PEEB: Part-based Image Classifiers with an Explainable and Editable Language Bottleneck
Thang M. Pham, Peijie Chen, Tin Nguyen, Seunghyun Yoon, Trung Bui, Anh Totti Nguyen
TL;DR
PEEB tackles fine-grained classification with an explainable, editable, part-based bottleneck that grounds textual part descriptors to detected image parts using OWL-ViT. By removing reliance on class names in prompts and enabling descriptor editing, it achieves strong generalized zero-shot performance and competitive supervised results, outperforming CLIP-based and descriptor-only approaches in GZSL and ZSL settings.

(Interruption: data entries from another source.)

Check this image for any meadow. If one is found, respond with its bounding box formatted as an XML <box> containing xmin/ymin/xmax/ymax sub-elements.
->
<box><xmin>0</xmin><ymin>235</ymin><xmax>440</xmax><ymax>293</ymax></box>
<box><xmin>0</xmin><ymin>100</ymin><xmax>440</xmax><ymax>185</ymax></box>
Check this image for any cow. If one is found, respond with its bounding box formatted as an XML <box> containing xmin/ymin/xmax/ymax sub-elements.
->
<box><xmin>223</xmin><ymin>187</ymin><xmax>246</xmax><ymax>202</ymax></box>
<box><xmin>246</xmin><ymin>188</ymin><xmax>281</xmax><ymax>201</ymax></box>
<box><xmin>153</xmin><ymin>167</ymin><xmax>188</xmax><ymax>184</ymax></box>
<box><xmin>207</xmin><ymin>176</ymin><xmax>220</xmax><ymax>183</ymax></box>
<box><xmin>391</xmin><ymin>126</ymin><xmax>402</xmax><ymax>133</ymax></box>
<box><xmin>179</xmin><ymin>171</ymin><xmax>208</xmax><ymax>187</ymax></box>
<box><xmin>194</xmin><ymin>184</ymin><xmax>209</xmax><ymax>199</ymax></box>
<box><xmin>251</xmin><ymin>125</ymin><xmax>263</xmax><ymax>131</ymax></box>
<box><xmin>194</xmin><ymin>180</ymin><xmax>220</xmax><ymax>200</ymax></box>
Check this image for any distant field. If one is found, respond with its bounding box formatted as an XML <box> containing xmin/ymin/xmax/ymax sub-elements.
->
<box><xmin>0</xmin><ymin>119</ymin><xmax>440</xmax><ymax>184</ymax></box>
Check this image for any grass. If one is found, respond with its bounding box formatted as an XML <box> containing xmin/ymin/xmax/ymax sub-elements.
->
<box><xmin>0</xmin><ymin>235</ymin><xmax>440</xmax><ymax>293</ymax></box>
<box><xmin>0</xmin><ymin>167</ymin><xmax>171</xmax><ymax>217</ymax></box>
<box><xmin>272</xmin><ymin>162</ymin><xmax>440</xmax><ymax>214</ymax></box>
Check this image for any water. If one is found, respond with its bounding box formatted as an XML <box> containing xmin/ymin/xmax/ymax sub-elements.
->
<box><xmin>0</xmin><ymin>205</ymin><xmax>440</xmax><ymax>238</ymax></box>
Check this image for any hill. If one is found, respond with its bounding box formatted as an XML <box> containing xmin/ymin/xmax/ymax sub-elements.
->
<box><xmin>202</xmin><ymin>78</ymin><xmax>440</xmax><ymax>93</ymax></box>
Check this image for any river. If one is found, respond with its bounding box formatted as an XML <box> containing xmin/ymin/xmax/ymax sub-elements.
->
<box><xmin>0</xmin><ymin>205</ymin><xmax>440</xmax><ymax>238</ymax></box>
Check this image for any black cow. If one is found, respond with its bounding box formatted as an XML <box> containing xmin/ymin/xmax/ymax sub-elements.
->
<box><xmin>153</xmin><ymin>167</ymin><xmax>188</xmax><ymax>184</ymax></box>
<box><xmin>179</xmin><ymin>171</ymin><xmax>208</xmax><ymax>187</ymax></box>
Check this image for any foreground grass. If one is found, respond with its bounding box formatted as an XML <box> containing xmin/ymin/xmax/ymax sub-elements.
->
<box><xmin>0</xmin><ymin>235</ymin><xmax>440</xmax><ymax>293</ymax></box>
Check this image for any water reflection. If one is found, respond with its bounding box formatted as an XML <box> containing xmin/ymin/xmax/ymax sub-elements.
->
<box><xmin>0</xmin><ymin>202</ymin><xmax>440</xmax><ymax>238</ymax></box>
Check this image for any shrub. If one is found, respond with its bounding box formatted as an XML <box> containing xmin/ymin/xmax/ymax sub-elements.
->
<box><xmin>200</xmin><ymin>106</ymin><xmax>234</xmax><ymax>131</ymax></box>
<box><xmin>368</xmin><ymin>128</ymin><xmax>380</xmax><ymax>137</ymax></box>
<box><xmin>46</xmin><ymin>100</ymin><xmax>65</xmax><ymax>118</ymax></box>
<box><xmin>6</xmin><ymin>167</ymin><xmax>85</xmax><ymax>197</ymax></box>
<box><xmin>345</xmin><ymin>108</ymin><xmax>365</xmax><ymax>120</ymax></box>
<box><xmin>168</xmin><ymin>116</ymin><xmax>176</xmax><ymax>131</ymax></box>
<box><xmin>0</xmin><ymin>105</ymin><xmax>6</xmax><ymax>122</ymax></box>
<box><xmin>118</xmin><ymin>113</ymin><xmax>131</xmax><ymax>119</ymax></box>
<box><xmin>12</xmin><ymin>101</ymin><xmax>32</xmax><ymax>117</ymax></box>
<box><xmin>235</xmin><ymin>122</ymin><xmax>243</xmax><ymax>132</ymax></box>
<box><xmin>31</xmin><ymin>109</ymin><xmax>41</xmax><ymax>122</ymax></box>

The approach employs a two-stage contrastive pretraining on Bird-11K and subsequent finetuning on downstream tasks, with an open-vocabulary detector and a ground-truth-like part-to-descriptor matching that yields interpretable predictions. This work also provides large-scale Bird-11K and Dog-140 datasets and demonstrates transferability to dog identification, highlighting practical impact for scalable, interactive, fine-grained recognition across domains.
Abstract
CLIP-based classifiers rely on the prompt containing a {class name} that is known to the text encoder. Therefore, they perform poorly on new classes or the classes whose names rarely appear on the Internet (e.g., scientific names of birds). For fine-grained classification, we propose PEEB - an explainable and editable classifier to (1) express the class name into a set of text descriptors that describe the visual parts of that class; and (2) match the embeddings of the detected parts to their textual descriptors in each class to compute a logit score for classification. In a zero-shot setting where the class names are unknown, PEEB outperforms CLIP by a huge margin (~10x in top-1 accuracy). Compared to part-based classifiers, PEEB is not only the state-of-the-art (SOTA) on the supervised-learning setting (88.80% and 92.20% accuracy on CUB-200 and Dogs-120, respectively) but also the first to enable users to edit the text descriptors to form a new classifier without any re-training. Compared to concept bottleneck models, PEEB is also the SOTA in both zero-shot and supervised-learning settings.